When you see that graph, you realize that you can’t run dbms_stats workload statistics just once because there is no relevant single period that is representative of the i/o workload.

MBRC

Here is the graph about the MBRC output of my query above. The orange value is the one calculated with the same formula as dbms_stats – not counting the blocks from direct.path reads.
And I’ve added the blue includes the direct-path reads, just to compare. You see that most of the time the actual number of block read is the maximum size set by db_file_multiblock_read_count:

statoltpmbrc.png

We immediately notice that the value that will comes from the dbms_stats formula and will be used by the optimizer is very small. And the value that measures all multiblock reads is high and reaches the maximum set by db_file_multiblock_read_count.

Which one is good then? Do you want that the CBO costs full table scan with that small value that is acurate only for buffered reads?

There are good reasons for it. Afterall, the CBO costs execution plan with a model that do not include several parameters such as the fact that blocks may be in cache, or that because of concurrency some blocks bust have lot of undo applied. So we can accept that the model do not include the fact that we can do serial direct path reads – which is a decision that depends on the same parameters (blocks in buffer cache and blocks modified).

And, by the way, all the physical reads done to tempfiles must not me accounted into the average MBRC because they have nothing to do with full table scans.
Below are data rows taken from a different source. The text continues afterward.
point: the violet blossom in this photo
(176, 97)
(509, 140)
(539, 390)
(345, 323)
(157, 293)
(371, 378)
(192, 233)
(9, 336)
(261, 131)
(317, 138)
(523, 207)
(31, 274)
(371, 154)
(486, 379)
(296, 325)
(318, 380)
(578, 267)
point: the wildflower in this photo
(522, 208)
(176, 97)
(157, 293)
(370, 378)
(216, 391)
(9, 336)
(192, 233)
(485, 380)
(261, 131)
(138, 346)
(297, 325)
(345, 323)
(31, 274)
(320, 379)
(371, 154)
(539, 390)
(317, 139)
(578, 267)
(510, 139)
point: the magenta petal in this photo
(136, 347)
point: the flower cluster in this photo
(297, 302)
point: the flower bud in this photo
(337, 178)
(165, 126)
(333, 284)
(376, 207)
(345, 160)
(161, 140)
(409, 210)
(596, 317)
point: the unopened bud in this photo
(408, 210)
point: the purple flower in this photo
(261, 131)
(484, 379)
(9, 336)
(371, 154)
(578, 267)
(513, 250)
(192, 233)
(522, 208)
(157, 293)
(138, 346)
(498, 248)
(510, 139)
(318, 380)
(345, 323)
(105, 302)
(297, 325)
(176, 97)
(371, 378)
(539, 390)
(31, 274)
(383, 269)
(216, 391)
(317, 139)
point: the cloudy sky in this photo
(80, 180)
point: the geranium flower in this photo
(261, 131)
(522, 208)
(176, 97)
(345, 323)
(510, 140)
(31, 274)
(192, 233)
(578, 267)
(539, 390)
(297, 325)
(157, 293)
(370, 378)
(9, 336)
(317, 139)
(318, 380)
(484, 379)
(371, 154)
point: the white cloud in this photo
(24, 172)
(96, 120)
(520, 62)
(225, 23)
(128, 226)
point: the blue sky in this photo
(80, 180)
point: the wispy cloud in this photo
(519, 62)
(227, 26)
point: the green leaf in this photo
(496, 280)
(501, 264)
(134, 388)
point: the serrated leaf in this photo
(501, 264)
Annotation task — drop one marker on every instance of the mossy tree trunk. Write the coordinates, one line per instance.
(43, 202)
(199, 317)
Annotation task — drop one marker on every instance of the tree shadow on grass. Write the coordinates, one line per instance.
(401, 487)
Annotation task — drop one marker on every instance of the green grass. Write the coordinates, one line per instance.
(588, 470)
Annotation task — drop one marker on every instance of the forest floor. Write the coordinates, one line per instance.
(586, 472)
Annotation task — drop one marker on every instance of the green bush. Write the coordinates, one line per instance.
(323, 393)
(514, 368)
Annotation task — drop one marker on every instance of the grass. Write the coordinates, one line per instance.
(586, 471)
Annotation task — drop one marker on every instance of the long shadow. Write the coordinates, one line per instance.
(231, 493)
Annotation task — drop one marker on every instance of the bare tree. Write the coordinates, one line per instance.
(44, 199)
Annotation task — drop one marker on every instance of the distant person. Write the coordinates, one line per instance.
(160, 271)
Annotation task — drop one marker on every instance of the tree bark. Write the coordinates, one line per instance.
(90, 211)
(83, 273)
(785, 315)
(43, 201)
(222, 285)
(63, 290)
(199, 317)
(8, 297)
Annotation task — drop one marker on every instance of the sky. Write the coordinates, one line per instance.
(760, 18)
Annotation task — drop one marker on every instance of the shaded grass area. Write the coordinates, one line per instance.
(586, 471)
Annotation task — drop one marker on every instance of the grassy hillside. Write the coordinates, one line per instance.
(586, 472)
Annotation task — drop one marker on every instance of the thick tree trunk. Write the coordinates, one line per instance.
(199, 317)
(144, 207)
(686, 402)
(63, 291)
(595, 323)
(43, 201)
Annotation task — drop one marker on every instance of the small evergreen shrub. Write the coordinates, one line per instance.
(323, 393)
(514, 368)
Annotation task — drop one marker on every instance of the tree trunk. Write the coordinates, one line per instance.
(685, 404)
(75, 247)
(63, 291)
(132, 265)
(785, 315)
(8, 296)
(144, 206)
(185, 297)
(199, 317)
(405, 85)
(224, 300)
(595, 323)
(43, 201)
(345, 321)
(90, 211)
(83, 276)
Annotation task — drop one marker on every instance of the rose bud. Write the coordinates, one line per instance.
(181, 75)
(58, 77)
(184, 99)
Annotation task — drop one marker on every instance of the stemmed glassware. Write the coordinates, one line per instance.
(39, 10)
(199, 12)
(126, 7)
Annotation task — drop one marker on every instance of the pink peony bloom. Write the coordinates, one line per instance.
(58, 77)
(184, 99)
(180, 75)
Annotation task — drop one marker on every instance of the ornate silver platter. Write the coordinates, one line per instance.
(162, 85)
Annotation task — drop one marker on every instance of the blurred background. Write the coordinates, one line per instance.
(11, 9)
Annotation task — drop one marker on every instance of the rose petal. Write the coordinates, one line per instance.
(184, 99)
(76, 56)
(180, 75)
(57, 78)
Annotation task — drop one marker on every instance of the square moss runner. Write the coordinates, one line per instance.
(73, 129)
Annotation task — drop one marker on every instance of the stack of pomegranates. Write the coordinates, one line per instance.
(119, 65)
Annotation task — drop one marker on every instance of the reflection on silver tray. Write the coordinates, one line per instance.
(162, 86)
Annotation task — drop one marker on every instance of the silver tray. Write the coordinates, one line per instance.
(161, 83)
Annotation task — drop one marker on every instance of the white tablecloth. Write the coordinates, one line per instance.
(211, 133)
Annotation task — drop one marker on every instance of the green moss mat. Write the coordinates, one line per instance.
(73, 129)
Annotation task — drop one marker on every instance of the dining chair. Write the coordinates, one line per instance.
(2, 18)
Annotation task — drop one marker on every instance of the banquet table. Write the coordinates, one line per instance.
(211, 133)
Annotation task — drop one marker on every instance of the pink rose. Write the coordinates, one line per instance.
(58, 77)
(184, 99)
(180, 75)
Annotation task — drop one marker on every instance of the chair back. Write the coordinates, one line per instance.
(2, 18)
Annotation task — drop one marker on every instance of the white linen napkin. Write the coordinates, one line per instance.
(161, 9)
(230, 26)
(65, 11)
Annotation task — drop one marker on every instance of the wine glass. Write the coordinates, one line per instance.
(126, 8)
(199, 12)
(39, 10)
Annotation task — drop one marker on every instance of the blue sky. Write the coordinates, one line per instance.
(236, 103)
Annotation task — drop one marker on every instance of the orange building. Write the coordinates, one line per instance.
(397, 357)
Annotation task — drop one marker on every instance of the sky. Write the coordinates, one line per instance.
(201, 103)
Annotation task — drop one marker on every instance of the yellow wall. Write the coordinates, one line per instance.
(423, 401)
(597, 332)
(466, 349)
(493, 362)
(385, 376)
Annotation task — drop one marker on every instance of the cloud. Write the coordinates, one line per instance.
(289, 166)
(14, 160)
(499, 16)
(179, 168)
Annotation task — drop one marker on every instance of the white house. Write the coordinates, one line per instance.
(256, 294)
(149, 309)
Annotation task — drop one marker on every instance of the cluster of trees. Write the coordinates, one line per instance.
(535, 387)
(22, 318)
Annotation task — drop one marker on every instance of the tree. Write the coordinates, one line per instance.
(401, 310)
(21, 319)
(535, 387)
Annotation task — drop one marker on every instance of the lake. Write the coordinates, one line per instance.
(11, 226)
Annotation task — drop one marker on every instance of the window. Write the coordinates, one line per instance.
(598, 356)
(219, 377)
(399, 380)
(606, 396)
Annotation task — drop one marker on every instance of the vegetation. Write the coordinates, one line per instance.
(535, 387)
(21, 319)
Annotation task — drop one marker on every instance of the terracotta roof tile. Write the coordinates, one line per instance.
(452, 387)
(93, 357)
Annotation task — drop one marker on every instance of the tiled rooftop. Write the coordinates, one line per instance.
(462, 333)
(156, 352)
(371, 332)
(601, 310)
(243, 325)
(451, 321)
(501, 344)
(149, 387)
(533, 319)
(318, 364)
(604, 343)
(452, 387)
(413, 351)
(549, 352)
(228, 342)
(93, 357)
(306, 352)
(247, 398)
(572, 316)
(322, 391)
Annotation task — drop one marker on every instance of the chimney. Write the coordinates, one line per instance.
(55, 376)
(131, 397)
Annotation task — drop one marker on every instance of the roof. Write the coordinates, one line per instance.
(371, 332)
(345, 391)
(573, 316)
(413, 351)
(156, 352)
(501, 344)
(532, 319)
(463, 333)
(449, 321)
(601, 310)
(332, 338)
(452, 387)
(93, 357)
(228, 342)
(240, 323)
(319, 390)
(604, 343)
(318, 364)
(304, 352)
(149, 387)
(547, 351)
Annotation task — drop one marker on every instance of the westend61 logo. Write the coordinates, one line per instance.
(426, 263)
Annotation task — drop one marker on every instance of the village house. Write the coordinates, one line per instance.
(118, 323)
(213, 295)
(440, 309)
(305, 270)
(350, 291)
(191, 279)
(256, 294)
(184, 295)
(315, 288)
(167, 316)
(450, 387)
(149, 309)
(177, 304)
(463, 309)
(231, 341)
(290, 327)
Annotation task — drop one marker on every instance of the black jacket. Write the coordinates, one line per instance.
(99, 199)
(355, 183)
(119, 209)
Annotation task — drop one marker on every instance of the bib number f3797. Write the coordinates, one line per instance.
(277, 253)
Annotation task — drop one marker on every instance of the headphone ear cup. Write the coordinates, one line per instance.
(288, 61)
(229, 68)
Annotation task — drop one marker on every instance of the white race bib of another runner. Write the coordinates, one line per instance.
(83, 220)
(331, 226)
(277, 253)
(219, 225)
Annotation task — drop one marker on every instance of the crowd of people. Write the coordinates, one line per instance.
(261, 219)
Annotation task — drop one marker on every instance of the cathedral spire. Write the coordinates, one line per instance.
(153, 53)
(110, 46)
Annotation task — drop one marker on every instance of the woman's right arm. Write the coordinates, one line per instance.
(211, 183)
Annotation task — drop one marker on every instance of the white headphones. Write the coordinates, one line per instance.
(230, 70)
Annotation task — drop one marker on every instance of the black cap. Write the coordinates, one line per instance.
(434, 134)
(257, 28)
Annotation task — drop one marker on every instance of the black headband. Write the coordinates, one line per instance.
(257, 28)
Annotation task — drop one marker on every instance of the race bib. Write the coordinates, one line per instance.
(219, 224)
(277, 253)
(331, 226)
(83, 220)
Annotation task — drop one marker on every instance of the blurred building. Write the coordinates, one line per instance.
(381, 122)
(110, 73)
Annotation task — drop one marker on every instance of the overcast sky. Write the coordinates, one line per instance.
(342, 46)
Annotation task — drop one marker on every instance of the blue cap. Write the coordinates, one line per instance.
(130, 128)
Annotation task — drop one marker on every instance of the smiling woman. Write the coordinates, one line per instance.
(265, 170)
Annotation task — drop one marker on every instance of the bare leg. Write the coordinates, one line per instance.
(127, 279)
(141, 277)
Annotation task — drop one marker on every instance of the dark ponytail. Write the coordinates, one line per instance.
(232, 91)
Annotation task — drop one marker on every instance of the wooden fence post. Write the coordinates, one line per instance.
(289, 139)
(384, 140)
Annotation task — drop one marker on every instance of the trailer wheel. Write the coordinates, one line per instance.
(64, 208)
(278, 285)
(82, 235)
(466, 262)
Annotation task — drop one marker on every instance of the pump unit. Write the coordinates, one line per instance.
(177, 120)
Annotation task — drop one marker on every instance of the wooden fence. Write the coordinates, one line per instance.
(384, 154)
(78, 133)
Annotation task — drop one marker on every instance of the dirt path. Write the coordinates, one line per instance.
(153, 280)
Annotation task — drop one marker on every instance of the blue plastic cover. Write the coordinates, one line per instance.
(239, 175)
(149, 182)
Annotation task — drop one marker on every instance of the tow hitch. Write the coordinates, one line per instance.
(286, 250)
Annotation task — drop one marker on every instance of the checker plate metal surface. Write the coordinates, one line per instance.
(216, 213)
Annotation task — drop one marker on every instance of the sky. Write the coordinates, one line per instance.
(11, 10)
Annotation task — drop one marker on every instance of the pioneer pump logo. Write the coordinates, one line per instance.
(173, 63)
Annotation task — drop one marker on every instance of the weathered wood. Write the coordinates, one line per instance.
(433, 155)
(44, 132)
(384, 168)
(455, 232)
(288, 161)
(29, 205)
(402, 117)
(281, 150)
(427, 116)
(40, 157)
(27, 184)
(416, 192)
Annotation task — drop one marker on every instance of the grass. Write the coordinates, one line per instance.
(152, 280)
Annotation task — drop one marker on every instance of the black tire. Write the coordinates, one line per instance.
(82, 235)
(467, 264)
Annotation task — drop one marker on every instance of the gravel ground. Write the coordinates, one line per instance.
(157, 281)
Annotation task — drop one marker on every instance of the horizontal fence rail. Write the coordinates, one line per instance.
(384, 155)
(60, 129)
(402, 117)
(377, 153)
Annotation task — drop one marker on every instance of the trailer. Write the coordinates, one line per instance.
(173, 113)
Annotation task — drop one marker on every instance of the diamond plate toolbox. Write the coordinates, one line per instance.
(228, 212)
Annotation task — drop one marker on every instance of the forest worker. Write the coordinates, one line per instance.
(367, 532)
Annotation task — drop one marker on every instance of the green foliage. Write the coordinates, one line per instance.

They count to evaluate MREADTIM but not for MBRC. This is probably the main reason why dbms_stats do not consider ‘physical direct path read’.

Conclusion

What I wanted to proove here is that the SREADTIM, MREADTIM and MBRC, as they are gathered by dbms_stats WORKLOAD statistics, is not constant at all and depend a lot on the kind of workload that is occuring. Then you must at least check the value that were gathered. And better: check from the AWR history and set a relevant value manually. And keep in mind that there are a lot of improvements for multiblock reads that the CBO is not aware of: serial direct-path reads and – when in exadata – smart scans.

This is all about costing full table scans (and index fast full scans) vs. index access. That has always been difficult to handle (see my opinion about optimizer_index_cost_adj). Having relevant system statistics is of major importance.